Senate Must Pass Clean Internet Tax Ban With No Internet Sales Tax

Christopher D. Coursen Founder, Status Group
Font Size:

Dysfunction in Washington and the inability of elected officials to advance sensible policy is well documented. Fueled by undue outside influence and gerrymandered Congressional districts, both of which create a hyper-polarized political climate, the White House and Congress continually fail to advance meaningful reforms that could help Americans. This all too familiar phenomenon reared its ugly head most recently when House Democrats deserted President Barack Obama to defeat a necessary precursor to a large trade agreement – one on which Republicans and Senate Democrats had already compromised.

Yet wins in Congress still exist, even if they are seemingly small in nature.

On June 9, the House of Representatives unanimously passed the Internet Tax Freedom Act (ITFA), a ban on Internet access taxes by state and local governments. Passed initially in 1998 to help spur Internet deployment and adoption by reducing costs, ITFA has been extended five times.

This time, the measure would write the ban into law permanently – a positive development that would forever fend off the more than 10,000 different state and local taxing jurisdictions always seeking new revenue streams. Communications services are highly taxed compared to most goods and services – 17 percent on voice services and 12 percent on cable on average – and tend to place an unfair burden on lower income users least able to afford them. These services, which the Wall Street Journal just dubbed “some of the fastest-growing bills in household budgets,” are ripe targets for local taxation.

For consumers, passing the measure is a clear win that helps keep costs from rising. As the bill’s author, Congressman Bob Goodlatte (R-Va.), said when the permanent ban passed the House, “this legislation prevents a surprise tax hike on Americans’ critical services this fall [and] maintains unfettered access to one of the most unique gateways to knowledge, and engines of self-improvement in all of human history.”

Unfortunately, enshrining the ban into law will not be as easy as it sounds due to a totally separate piece of legislation known as the Marketplace Fairness Act(MFA). In short, MFA would allow state governments to collect sales taxes from remote retailers, such as Amazon, with no physical presence in their state. It is largely favored by members of Congress hailing from states without an income tax, relying on sales taxes that continue to plummet due to online sales. The bill actually passed the Senate in 2013 but failed to garner attention in the House.

In 2014, MFA supporters, including Senators Lamar Alexander (R-Tenn.), Mike Enzi (R-Wyo.), Heidi Heitkamp (D-N.D.) and Amy Klobuchar (D-Minn.), tried to couple the separate tax measures into a combined bill. And now this small contingent of Senators are attempting to repeat history. The Washington Examiner reported that “a top Senate aide said ‘it would not be surprising at all’ if the Senate combined the two measures into one bill.”

For all the beneficiaries of the Internet tax ban, this spells trouble and must be stopped.

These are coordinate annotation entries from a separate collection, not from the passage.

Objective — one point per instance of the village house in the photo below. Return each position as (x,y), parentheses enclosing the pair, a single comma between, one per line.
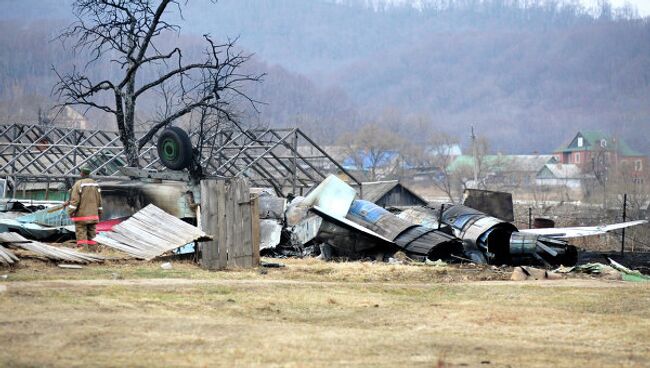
(592,149)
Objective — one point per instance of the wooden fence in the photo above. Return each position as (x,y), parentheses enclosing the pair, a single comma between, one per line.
(230,215)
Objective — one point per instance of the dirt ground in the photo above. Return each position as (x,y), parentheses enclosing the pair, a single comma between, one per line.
(316,314)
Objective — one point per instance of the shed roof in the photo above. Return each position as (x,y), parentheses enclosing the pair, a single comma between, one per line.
(592,140)
(562,171)
(375,190)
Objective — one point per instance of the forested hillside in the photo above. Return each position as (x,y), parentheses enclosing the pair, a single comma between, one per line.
(526,76)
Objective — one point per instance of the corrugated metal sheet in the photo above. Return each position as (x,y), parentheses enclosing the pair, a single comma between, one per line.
(428,242)
(48,251)
(149,233)
(6,256)
(390,193)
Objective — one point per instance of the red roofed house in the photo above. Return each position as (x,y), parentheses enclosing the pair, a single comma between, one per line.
(589,149)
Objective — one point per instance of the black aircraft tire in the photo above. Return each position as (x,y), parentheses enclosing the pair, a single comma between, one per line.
(175,148)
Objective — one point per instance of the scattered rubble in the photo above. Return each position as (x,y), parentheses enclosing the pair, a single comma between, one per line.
(149,233)
(48,251)
(6,256)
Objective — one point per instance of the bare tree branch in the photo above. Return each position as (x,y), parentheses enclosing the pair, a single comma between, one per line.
(128,29)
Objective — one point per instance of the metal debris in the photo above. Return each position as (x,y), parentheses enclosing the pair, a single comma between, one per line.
(48,251)
(270,232)
(6,257)
(70,267)
(415,240)
(149,233)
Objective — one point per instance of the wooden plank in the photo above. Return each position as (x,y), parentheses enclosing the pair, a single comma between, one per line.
(255,232)
(246,228)
(238,247)
(220,221)
(230,223)
(209,222)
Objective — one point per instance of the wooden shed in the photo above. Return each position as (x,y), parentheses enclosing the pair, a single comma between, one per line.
(390,194)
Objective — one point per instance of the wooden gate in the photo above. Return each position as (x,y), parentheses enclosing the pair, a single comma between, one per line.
(230,215)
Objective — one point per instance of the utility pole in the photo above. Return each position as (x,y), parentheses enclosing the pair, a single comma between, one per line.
(475,154)
(624,218)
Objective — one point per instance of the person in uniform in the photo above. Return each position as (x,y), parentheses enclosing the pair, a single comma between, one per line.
(85,208)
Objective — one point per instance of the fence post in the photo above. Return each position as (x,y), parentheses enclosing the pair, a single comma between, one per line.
(624,218)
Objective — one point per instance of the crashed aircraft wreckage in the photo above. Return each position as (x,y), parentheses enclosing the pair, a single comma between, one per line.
(360,228)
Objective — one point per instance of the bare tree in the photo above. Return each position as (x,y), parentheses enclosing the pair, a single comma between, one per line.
(373,148)
(441,153)
(125,32)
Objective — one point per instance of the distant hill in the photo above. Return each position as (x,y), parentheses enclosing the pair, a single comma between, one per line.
(527,77)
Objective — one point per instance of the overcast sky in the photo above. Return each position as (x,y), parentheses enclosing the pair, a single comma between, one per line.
(642,5)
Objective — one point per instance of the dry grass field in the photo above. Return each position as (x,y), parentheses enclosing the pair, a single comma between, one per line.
(315,314)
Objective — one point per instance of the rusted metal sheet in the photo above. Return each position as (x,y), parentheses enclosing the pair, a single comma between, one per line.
(149,233)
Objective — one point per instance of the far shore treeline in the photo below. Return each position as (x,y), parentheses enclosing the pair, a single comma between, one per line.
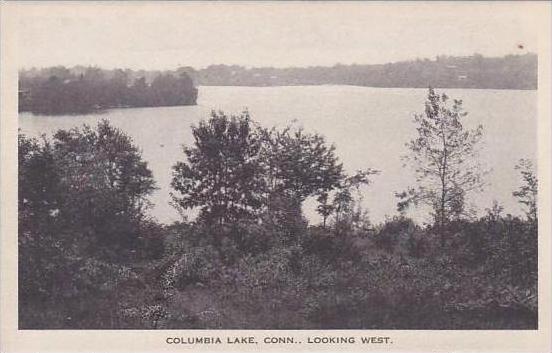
(58,90)
(90,256)
(81,90)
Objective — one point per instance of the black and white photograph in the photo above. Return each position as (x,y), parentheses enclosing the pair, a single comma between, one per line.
(279,166)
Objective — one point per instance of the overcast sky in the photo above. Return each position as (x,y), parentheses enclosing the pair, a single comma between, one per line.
(165,36)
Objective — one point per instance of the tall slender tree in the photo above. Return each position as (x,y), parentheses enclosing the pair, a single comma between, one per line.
(527,192)
(444,159)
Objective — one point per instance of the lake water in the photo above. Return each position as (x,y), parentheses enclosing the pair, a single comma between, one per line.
(369,127)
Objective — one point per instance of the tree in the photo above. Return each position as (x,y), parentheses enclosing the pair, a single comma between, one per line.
(299,164)
(527,192)
(82,201)
(104,186)
(444,159)
(222,174)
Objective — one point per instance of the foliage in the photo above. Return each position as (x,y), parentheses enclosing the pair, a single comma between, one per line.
(527,193)
(58,90)
(444,158)
(222,171)
(82,198)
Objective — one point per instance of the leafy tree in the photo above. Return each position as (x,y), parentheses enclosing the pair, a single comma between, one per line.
(222,174)
(527,193)
(299,164)
(444,158)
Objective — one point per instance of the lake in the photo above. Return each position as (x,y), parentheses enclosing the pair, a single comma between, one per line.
(369,127)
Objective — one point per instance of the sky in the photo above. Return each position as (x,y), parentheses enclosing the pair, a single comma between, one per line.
(143,35)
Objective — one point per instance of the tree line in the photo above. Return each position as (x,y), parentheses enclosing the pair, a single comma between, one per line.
(476,71)
(59,90)
(91,257)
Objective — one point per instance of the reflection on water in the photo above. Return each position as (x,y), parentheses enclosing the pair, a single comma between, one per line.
(369,127)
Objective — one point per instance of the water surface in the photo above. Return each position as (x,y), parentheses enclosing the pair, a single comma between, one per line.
(369,127)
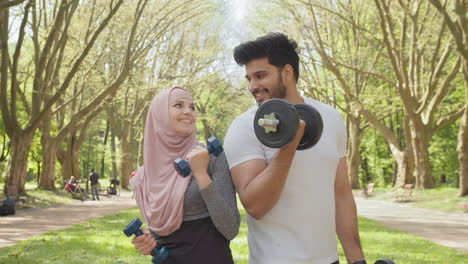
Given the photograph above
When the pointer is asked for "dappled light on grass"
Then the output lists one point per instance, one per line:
(101, 241)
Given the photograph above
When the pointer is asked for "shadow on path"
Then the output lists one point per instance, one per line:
(446, 229)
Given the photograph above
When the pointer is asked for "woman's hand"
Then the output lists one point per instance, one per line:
(198, 159)
(144, 243)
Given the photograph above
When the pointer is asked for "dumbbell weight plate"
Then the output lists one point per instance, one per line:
(314, 125)
(285, 130)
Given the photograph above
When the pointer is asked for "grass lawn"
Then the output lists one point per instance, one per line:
(43, 198)
(101, 241)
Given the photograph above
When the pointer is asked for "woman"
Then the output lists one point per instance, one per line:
(194, 217)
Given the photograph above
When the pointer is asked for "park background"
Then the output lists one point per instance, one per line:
(77, 77)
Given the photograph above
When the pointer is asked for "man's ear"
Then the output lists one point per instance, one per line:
(288, 73)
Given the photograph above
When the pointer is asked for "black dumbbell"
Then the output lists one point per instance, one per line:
(213, 146)
(276, 122)
(384, 261)
(159, 254)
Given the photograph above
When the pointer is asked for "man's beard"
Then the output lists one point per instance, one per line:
(277, 92)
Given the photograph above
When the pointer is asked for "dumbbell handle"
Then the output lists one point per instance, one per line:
(213, 147)
(159, 255)
(269, 123)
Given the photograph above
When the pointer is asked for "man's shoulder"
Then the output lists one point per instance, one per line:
(246, 117)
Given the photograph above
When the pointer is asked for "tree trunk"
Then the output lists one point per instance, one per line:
(405, 162)
(354, 158)
(127, 141)
(420, 141)
(462, 146)
(18, 163)
(113, 156)
(49, 151)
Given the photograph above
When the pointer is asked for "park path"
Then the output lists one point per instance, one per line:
(29, 222)
(446, 229)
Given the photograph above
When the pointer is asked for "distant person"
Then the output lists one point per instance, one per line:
(443, 178)
(94, 178)
(71, 185)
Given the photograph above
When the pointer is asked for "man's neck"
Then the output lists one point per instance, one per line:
(293, 97)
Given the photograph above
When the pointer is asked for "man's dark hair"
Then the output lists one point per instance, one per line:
(277, 47)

The MFA certainly has merits. As does a totally separate piece of bipartisan legislation recently introduced by Congressman Jason Chaffetz (R-Ut.), which would also attempt to tackle online sales taxes. According to a June poll from Morning Consult, the Chaffetz measure is actually favored compared to its competing measures in Congress.

But regardless of what legislators or constituents think of these sales taxes, the issues must not be conflated. In the recent words of Senator Ron Wyden (D-Ore.), it is “legislative malpractice” to do so.

Solving the online sales tax debate is a complicated issue, one that requires sacrifice and compromise –something not in great supply. With the 2016 election season looming large, Congress must advance the vast majority of bills before the August recess if it hopes for passage in 2015. There is simply too much at stake for consumers, already dealing with extensive add-on fees, to risk the expiration of ITFA.

There is a reason the House ITFA bill had 188 co-sponsors from across the political spectrum – it is a simple, straightforward, no hidden agenda piece of legislation. It is supported by leading Senators, including Majority Leader Mitch McConnell (R-Ky.), Finance Committee Chairman Orrin Hatch (R-Utah) and Assistant Democratic Leader Dick Durbin (D-Ill.). If it were brought to the floor, it would pass overwhelmingly. After all, what Senator is going to vote for increased taxes?

Rather than continue down this path of political gamesmanship and the resulting dysfunction created thereby, the Senate should do what is right for consumers. Otherwise, we will all be paying the cost.

Hon. Christopher D. Coursen is founder of the Status Group. He formerly served as majority communications counsel for the Senate Commerce Committee and advised the Ronald Reagan and George H.W. Bush administrations.